Toute action, me dit Créhange, est considérée comme une simple opération de police. Dès lors, en cas d'agression de la part du F.L.N., d'accrochage sur le terrain, les militaires n'ont pas le droit de répliquer et de poursuivre l'ennemi. Il leur faut d'abord alerter la gendarmerie la plus proche qui vient effectuer sur place un constat, vérifier si nos soldats ont vraiment été attaqués et peuvent invoquer la légitime défense. Le procès- verbal de l'attaque une fois établi, on le transmet aux autorités civiles qui décident s'il y a lieu de poursuivre les terroristes qui, de toute
façon, sont déjà loin... "
"Je vais me battre contre cette lourdeur administrative encore aggravée par les conflits de compétence qui éclatent en permanence entre le garde des Sceaux, le ministre de la Défense nationale, le directeur de la gendarmerie, etc. " "Mais il faut, constamment, que la Surveillance du Territoire veille au grain, vole au secours de tel capitaine qui a contre-attaqué sans autorisation préalable et qui risque de se retrouver en conseil de guerre pour s'être battu. Posément, nous exposons aux gendarmes, aux préfets et sous-préfets, les avantages de la réplique immédiate…."

Roger Wybot, compagnon de la libération, chef et créateur de la DST

 

- 3 Novembre 1954 : - La justice déclare qu 'en cas d'accrochage (on est en temps de paix) les soldats devront ensuite être entendue par un juge d'instruction.
- 29 Novembre 1954 : - Premier accrochage important, (combats d'une dizaine d'heures) dans la région d'Arris (Aurès), bilan 4 tués et sept blessés, dont un officier du coté des parachutistes du 18e RCP, 23 morts, dont le chef Grine, et 18 prisonniers du coté des rebelles.
- 30 Novembre 1954 : - La justice demande l'autopsie des cadavres de l'accrochage du 29 novembre.
- 31 Novembre 1954 : - Les appelés qui ont participé à l'accrochage du 29 novembre sont interrogés par un juge, qui leur demande : « Avez vous bien fait les sommations d'usage avant d'ouvrir le feu. » Puis : « Était il indispensable d'utiliser un fusil mitrailleur. » !!!

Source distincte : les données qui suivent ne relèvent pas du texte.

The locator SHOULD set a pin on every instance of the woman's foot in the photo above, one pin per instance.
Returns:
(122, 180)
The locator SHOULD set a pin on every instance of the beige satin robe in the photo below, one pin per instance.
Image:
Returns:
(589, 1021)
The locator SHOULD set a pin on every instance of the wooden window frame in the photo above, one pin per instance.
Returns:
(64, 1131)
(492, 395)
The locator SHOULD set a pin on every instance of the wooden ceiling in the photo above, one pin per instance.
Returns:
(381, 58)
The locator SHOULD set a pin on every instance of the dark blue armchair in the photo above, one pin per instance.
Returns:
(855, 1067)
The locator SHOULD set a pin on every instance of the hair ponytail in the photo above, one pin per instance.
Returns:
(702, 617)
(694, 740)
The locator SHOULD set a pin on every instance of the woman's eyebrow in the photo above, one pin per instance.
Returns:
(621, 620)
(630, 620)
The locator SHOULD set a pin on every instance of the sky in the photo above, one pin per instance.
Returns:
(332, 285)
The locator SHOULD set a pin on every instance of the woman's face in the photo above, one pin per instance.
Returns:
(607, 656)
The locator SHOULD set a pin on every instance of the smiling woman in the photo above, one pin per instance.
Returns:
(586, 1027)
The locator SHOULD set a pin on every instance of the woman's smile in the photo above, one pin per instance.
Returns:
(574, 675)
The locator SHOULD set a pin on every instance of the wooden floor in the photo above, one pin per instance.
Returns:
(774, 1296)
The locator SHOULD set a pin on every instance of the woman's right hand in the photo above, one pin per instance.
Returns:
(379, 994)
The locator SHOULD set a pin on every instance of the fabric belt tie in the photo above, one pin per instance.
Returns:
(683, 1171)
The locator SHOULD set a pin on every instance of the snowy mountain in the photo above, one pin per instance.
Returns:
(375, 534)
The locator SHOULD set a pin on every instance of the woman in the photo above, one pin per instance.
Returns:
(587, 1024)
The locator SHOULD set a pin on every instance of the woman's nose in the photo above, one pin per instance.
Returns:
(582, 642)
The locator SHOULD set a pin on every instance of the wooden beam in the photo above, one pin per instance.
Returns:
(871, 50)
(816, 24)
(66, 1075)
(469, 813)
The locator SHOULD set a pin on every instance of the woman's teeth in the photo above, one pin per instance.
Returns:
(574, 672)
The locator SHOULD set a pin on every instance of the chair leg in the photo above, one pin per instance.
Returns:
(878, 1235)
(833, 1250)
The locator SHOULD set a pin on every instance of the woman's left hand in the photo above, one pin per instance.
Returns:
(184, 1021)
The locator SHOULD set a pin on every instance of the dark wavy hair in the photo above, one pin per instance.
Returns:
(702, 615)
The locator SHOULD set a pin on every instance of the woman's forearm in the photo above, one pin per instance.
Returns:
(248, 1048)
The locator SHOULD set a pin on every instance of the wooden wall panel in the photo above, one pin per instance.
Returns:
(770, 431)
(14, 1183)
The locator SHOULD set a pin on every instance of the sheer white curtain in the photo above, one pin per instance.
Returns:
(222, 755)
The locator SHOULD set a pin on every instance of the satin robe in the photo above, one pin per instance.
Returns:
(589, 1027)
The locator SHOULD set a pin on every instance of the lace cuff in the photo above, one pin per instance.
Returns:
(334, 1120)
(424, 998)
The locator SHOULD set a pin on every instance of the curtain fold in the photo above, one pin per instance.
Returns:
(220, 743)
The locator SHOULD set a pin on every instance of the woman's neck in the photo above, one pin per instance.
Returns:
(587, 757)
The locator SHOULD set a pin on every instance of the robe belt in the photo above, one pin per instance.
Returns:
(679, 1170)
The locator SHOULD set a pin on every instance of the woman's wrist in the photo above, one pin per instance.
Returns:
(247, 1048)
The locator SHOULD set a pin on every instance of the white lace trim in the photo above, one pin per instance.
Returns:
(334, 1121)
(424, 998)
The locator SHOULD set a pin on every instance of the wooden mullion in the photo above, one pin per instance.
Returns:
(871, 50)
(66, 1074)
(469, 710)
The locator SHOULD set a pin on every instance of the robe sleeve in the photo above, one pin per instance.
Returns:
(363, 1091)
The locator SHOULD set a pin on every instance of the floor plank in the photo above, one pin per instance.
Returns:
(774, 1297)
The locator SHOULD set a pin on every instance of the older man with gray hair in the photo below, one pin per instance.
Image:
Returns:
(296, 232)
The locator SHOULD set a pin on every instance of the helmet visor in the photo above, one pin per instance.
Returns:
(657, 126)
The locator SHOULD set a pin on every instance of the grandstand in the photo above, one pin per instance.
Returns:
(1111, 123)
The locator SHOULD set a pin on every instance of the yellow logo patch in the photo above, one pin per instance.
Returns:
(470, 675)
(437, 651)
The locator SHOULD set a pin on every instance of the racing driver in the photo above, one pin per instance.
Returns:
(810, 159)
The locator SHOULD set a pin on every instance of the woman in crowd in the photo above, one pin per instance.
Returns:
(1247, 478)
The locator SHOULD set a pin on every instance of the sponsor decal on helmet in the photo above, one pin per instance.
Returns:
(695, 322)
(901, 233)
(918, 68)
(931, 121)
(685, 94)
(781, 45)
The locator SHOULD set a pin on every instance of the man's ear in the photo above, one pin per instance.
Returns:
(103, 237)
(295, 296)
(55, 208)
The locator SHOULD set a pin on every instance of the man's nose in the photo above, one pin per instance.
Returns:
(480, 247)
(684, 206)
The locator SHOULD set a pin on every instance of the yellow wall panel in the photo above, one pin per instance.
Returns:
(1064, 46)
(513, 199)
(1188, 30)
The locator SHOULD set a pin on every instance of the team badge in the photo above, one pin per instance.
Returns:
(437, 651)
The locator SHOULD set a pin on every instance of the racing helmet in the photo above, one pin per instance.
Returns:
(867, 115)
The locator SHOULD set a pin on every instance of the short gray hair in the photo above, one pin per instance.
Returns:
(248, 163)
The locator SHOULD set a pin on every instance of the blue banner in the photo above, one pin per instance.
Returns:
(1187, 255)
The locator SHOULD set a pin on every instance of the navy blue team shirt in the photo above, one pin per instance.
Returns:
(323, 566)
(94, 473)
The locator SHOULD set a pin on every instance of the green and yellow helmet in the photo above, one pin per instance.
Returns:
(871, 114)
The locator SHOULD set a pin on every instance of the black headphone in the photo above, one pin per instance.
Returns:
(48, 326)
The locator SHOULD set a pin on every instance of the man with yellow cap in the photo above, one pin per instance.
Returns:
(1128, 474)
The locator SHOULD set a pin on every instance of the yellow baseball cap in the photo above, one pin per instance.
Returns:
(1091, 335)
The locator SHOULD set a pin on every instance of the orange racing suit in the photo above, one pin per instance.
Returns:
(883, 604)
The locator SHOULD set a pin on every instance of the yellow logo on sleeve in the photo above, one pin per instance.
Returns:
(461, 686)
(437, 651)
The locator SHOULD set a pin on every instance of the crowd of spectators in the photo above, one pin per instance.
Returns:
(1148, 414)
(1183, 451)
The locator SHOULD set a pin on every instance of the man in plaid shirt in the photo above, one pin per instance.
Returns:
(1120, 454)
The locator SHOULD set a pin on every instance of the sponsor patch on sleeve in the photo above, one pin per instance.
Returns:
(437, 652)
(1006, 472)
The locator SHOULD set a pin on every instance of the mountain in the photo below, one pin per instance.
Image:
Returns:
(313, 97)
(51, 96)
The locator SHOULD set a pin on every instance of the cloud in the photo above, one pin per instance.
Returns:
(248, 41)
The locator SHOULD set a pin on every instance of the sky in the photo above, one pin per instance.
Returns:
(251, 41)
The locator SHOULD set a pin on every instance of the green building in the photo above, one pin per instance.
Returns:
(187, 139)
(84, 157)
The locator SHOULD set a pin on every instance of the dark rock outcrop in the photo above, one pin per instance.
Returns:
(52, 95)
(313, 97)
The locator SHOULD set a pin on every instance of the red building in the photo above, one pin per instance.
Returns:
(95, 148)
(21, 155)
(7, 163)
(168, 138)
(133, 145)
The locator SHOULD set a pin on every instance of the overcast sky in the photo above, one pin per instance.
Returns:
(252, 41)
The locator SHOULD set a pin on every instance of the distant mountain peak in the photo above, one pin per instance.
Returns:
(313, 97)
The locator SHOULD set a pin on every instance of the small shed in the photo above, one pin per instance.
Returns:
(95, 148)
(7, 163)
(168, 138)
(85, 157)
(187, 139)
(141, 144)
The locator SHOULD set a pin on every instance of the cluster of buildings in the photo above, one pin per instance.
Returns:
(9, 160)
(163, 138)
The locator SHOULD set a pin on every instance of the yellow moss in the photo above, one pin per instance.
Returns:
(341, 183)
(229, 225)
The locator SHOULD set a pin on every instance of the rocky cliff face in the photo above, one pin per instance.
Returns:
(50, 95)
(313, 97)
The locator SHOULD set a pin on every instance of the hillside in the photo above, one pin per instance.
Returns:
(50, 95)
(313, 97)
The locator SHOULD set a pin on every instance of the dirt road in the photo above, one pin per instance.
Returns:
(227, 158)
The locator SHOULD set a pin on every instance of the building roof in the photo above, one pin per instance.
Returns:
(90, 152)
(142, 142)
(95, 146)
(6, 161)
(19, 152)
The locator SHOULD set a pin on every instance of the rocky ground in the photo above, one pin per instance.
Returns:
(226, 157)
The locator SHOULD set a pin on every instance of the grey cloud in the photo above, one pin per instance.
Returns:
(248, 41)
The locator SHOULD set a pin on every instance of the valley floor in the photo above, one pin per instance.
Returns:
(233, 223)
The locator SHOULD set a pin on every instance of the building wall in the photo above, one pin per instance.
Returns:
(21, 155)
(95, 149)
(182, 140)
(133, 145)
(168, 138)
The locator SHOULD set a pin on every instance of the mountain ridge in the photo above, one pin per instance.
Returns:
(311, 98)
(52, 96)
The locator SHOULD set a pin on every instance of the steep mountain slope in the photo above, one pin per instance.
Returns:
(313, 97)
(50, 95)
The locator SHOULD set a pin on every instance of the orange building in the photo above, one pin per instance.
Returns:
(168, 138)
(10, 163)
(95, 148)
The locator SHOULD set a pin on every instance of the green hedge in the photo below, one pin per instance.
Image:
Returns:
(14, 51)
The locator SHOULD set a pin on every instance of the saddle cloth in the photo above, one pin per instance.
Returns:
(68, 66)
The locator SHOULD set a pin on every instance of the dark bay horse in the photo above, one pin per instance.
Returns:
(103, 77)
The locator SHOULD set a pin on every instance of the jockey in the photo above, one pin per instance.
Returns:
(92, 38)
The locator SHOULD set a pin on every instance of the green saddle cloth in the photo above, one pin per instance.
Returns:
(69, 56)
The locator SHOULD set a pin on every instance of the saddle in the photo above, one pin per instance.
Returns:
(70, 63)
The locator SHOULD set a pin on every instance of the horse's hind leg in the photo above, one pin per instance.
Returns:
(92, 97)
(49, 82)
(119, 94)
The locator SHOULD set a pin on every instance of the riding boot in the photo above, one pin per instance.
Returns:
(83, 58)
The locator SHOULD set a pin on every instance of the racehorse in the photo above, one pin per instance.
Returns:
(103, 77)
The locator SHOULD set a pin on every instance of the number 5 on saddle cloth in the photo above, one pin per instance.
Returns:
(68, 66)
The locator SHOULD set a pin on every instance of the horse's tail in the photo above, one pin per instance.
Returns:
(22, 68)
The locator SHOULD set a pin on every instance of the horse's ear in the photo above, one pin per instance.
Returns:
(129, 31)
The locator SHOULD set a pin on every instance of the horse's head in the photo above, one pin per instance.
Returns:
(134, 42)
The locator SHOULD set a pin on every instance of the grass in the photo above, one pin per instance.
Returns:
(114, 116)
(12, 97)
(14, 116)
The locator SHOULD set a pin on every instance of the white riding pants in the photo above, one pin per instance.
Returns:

http://membres.lycos.fr/aamafn/page106.html

 

"La justice s'empêtrait dans les formalités légales du temps de paix: on autopsiait les corps des militaires tués au combat ; on ouvrait une instruction pour déterminer si les sommations réglementaires avaient bien été respectées avant le déclenchement du tir ; si l'emploi des armes collectives était bien indispensable ; on communiquait aux avocats des suspects appréhendés le nom des témoins à charge, ce qui équivalait à un arrêt de mort pour ces derniers...
Il fallut, en novembre 1954, l'intervention personnelle du garde des Sceaux pour que la justice cessât d'ordonner l'autopsie de. nos morts.
Ces incidents provoquaient, dans la troupe, un malaise, une sourde irritation même, dont la persistance risquait à la longue d'être dangereuse car elle pouvait un jour inciter des éléments isolés à faire justice eux-mêmes, perspective d'autant plus navrante que
l'action de l'ensemble de nos forces s'était toujours exercée avec discipline et correction, contrairement aux campagnes de dénigrement systématique dont elles étaient l'objet dans une certaine presse depuis le début de l'insurrection."